1 cup spaghetti squash strands
1/4 cup flour or gluten free flour
1 egg, beaten
salt and pepper
To get the spaghetti squash strands, cut a small spaghetti squash in half and scrape out the seeds and pulp. Place cut side down on a plate and add 1/4 cup of water to the plate. Tightly cover with plastic wrap. Microwave on high for 10 minutes. Remove and let cool. Once cool, scrape the insides of the squash to release the strands. Place strands into a bowl and using paper towels, squeeze out as much liquid as possible.
In a small bowl, mix together the squash, flour, eggs, and season with a bit of salt and pepper. When thoroughly mixed, drop small dollops onto a hot, oiled skillet, spreading flat to make mini pancakes. Cook for 1-2 minutes until bottoms are browned, flip, and cook second side for an additional minute or until side is golden brown. Remove from heat and let cool.
1 cup of either sour cream or Greek yogurt
zest of one small lemon
1 teaspoon fresh squeezed lemon juice
1 teaspoon fresh dill weed, chopped
Mix together in a small bowl.
Place pancakes on a serving plate. Top with a dollop of the topping. Garnish with a small spoonful of caviar.

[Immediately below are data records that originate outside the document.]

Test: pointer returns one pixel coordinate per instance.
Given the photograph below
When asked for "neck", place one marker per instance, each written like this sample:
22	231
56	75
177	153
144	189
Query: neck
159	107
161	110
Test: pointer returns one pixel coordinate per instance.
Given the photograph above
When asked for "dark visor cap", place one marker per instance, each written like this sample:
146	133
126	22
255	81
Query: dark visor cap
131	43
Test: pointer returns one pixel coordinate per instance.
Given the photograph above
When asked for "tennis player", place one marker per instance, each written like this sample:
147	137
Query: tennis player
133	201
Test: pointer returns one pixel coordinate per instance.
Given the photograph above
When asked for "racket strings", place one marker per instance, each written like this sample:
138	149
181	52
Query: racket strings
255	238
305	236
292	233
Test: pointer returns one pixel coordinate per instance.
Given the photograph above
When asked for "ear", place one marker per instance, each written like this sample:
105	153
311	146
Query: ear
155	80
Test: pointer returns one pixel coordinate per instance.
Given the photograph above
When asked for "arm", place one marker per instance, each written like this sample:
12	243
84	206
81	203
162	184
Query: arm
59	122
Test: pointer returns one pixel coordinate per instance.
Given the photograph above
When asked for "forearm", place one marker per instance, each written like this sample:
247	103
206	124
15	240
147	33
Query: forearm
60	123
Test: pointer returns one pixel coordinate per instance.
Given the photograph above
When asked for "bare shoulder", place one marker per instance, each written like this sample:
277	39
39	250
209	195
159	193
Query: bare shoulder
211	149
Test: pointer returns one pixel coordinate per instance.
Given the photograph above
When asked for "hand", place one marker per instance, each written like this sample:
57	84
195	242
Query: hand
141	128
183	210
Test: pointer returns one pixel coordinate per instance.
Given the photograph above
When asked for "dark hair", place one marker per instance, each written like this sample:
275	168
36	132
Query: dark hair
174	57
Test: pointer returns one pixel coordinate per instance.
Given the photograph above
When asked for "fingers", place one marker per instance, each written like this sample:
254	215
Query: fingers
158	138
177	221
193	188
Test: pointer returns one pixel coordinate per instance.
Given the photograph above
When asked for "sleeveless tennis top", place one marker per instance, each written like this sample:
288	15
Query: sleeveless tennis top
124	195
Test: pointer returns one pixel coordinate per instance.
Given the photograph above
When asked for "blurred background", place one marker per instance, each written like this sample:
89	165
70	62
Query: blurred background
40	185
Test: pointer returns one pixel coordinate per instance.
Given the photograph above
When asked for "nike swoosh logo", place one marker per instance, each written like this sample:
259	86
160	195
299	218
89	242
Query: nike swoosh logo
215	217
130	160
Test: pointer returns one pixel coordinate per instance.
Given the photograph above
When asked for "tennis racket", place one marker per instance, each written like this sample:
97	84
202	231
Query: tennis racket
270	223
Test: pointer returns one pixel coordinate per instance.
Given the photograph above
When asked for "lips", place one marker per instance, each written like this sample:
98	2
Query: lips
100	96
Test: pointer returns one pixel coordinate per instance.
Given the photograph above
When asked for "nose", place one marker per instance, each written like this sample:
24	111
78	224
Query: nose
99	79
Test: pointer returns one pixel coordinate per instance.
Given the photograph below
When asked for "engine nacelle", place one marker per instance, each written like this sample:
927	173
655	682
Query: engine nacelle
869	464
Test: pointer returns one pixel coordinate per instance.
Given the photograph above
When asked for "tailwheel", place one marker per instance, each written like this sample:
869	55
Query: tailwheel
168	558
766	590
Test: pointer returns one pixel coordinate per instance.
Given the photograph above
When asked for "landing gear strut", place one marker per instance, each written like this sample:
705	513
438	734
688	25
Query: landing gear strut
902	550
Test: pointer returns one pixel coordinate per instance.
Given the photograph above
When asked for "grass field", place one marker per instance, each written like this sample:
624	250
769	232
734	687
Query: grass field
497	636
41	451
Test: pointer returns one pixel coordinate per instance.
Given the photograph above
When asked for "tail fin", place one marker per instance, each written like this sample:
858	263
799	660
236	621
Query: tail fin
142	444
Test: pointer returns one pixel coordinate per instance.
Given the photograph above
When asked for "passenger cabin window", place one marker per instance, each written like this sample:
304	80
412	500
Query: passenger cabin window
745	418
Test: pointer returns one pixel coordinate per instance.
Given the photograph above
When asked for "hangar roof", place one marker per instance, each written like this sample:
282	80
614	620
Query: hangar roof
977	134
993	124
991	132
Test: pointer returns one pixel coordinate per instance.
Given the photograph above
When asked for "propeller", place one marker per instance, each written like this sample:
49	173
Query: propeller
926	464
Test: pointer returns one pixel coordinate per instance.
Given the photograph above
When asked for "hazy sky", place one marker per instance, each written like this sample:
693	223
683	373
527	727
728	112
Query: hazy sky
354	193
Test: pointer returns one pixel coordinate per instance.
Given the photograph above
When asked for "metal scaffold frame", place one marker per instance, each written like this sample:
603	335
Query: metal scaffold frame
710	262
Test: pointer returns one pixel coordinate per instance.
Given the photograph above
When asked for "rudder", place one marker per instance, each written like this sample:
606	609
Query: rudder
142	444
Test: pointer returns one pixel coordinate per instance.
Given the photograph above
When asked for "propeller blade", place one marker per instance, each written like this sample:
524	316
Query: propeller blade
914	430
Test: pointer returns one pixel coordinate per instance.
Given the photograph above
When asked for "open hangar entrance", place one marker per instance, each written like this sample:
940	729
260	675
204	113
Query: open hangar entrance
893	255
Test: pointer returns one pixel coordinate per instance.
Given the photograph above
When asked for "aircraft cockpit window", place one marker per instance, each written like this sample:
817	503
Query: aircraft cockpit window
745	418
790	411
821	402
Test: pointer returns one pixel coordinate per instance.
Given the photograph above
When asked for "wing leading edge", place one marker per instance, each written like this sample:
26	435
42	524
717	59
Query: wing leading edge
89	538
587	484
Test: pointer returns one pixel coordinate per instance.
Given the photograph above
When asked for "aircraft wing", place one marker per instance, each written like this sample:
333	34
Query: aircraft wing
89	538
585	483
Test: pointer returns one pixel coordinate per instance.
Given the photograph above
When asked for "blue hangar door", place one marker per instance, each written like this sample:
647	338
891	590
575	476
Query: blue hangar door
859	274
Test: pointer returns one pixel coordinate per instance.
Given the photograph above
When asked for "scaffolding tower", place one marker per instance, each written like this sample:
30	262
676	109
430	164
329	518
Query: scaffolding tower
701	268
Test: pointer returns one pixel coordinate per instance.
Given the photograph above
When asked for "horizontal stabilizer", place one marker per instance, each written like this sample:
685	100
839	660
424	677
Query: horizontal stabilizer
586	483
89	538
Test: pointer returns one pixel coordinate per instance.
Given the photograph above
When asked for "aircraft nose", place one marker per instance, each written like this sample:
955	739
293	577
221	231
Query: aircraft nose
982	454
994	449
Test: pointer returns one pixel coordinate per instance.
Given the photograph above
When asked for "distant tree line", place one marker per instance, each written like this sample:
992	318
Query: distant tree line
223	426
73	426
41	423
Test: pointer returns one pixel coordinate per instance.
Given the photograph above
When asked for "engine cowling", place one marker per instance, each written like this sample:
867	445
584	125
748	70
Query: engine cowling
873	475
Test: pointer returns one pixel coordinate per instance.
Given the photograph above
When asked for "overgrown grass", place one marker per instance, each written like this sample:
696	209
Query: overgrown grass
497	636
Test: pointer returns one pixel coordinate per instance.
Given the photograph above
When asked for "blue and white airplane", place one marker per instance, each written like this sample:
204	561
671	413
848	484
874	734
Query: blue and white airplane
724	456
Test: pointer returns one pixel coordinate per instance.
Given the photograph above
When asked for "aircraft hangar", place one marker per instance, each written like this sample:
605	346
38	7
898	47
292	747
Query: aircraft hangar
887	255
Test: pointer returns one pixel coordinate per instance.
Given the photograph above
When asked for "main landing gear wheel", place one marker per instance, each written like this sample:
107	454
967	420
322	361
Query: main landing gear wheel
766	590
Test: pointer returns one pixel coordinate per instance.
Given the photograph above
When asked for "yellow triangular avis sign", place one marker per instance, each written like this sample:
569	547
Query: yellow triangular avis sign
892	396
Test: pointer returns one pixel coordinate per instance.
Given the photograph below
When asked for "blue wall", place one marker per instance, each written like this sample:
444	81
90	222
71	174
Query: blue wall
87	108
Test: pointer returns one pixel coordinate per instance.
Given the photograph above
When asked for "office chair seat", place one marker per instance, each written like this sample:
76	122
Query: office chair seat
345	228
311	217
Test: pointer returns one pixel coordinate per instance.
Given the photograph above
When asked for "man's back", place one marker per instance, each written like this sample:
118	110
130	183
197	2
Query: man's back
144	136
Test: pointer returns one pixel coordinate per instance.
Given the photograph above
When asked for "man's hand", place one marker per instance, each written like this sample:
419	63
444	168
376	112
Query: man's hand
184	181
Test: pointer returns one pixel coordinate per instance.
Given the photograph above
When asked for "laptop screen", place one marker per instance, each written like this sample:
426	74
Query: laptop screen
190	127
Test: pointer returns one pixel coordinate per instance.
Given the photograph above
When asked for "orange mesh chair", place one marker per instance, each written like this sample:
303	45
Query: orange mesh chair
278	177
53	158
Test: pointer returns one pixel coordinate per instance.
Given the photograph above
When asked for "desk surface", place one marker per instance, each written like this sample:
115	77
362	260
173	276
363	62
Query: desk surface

Remember not to use metal spoons when serving the caviar.
|I added a slice of lobster here|
Aspic and Caviar
This recipe is adapted from Dorie Greenspan's, in her book Around My French Table. I was unable to quickly find fish stock or fish bouillon so I made my own. You can use any seafood debris - lobster, fish heads, shrimp skins - to make your own stock.
2 cups of fish stock
2 packages of gelatin powder, unflavored
Fish stock should be boiling hot. If it is homemade, be sure to strain the stock using a strainer and cheesecloth. Pour in the packages of gelatin and stir until the gelatin is completely dissolved. Pour into a square metal cake pan and refrigerate for a minimum of three hours to set.
Once set, use a sharp knife to cut around the edges. You may have to heat the bottom of the pan with a hot, wet dishtowel to release the bottom. Use a ruler to cut the aspic into one inch cubes. Top with caviar. Serve immediately.
Disclosure: Sterling Caviar supplied me the caviar for these recipes.